II. Die Entscheidung
Das Landgericht wies die Klage ab und führte Folgendes zu Art und Umfang des Auskunftsanspruches aus:
„Gemäß Art. 15 Abs. 1 DS-GVO steht der betroffenen Person ein umfassender Anspruch auf Auskunft über verarbeitete sie betreffende personenbezogene Daten sowie weitere Informationen zu. Die Information muss u.a. auch die Verarbeitungszwecke (...), die Empfänger von Daten (...) und die geplante Dauer der Speicherung (...) enthalten. Gemäß Artikel 4 Nr. 1 DSGVO sind „personenbezogene Daten“ in diesem Sinne alle Informationen, die sich auf identifizierte oder identifizierbare natürliche Personen beziehen. Eine „Verarbeitung von Daten“ stellt gemäß Artikel 4 Nr. 2 DSGVO jeder Vorgang im Zusammenhang mit personenbezogenen Daten dar. Insofern ergibt sich ein umfassendes Auskunftsrecht bezogen auf die gespeicherten bzw. verarbeiteten personenbezogenen Daten. Dies beinhaltet Daten wie Namen oder Geburtsdatum genauso wie jegliche Merkmale, die die Identifizierbarkeit einer Person ermöglichen können, z.B. Gesundheitsdaten, Kontonummer usw.“
Das Gericht stellte allerdings klar, dass in Art. 15 DSGVO jedoch kein genereller allumfassender Auskunftsanspruch zu sehen sei. Vom Auskunftsanspruch erfassten seien lediglich personenbezogenen Daten. Sonstige Daten, insbesondere für interne Zwecke gespeicherte Vorgänge über den Auskunftssteller, unterlägen nicht der Auskunftspflicht.

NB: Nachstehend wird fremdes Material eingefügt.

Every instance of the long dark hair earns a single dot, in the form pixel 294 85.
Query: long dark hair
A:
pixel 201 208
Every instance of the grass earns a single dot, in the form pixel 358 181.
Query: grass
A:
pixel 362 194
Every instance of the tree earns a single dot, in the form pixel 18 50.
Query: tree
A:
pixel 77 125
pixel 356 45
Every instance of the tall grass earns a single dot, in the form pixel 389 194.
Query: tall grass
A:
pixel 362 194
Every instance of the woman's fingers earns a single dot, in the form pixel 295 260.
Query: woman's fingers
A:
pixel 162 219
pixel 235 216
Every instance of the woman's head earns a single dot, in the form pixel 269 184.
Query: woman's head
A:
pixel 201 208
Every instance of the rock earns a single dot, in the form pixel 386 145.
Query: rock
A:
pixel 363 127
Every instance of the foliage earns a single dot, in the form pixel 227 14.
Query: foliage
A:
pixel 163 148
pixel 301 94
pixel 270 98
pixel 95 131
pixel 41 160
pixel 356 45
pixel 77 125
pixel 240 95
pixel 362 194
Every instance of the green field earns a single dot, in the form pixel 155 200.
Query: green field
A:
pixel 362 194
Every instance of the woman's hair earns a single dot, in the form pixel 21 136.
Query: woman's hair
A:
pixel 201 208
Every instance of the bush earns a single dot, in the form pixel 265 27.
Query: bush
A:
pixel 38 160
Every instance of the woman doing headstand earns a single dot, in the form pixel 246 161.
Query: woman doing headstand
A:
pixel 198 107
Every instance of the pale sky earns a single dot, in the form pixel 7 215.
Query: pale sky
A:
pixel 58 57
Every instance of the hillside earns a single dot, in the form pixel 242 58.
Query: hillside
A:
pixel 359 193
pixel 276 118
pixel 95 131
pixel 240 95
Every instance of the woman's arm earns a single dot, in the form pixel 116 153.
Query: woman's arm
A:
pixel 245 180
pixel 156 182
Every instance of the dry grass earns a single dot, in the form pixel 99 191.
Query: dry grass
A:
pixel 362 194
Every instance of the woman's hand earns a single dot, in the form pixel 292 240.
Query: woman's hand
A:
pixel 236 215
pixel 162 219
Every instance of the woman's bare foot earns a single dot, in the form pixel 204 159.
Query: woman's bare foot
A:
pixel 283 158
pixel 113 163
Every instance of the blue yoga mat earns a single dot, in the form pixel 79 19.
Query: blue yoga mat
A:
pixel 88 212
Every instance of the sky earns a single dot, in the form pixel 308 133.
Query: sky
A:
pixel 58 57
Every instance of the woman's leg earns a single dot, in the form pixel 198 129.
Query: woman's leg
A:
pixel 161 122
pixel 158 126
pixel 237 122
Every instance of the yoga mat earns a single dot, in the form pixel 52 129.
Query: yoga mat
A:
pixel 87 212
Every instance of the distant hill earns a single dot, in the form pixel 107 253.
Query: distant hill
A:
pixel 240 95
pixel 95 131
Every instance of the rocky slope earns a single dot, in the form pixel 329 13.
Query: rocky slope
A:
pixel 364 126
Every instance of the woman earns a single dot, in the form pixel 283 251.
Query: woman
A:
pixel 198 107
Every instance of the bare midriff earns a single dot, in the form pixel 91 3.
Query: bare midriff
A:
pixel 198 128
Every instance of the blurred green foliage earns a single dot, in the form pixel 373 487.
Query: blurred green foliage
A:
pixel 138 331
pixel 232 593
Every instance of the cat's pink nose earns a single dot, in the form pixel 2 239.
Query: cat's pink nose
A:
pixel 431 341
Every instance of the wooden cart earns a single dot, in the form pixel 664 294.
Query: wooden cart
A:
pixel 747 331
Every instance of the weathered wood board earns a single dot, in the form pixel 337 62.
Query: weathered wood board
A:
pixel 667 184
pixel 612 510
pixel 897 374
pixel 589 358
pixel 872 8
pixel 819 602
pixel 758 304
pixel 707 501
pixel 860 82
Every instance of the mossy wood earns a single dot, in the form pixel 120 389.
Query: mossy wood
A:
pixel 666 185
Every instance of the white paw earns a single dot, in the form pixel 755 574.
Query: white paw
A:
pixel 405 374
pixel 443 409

„Nach der Auffassung der Kammer bezieht sich der Auskunftsanspruch aber nicht auf sämtliche internen Vorgänge der Beklagten, wie z.B. Vermerke, oder darauf, dass die betreffende Person sämtlichen gewechselten Schriftverkehr, der dem Betroffenen bereits bekannt ist, erneut ausgedruckt und übersendet erhalten kann (...). Rechtliche Bewertungen oder Analysen stellen insofern ebenfalls keine personenbezogenen Daten in diesem Sinne dar.“
Dies liege, laut dem Gericht, bereits im Zweck des Art. 15 DS-GVO begründet:
„Der Anspruch aus Art. 15 DS-GVO dient nicht der vereinfachten Buchführung des Betroffenen, sondern soll sicherstellen, dass der Betroffene den Umfang und Inhalt der gespeicherten personenbezogenen Daten beurteilen kann. Folgerichtig bestimmt Artikel 15 Abs. 3 DSGVO, dass der Betroffene eine Kopie (lediglich) der personenbezogenen Daten, die Gegenstand der Verarbeitung sind, erhält.“
III. Übersicht zum Auskunftsanspruch
Wer kann einen Auskunftsanspruch geltend machen? Bedarf dies einer bestimmten Form? In welcher Form muss Auskunft erteilt werden und besteht hierfür eine Frist? Über welche Daten muss Auskunft gegeben werden? Da der Auskunftsanspruch in der Praxis bei den Betroffenen immer wieder Fragen aufwirft, stellt Ihnen die IT-Recht Kanzlei nachfolgend eine kompakte Übersicht über Art und Umfang des Auskunftsanspruches aus Art. 15 DSGVO zur Verfügung.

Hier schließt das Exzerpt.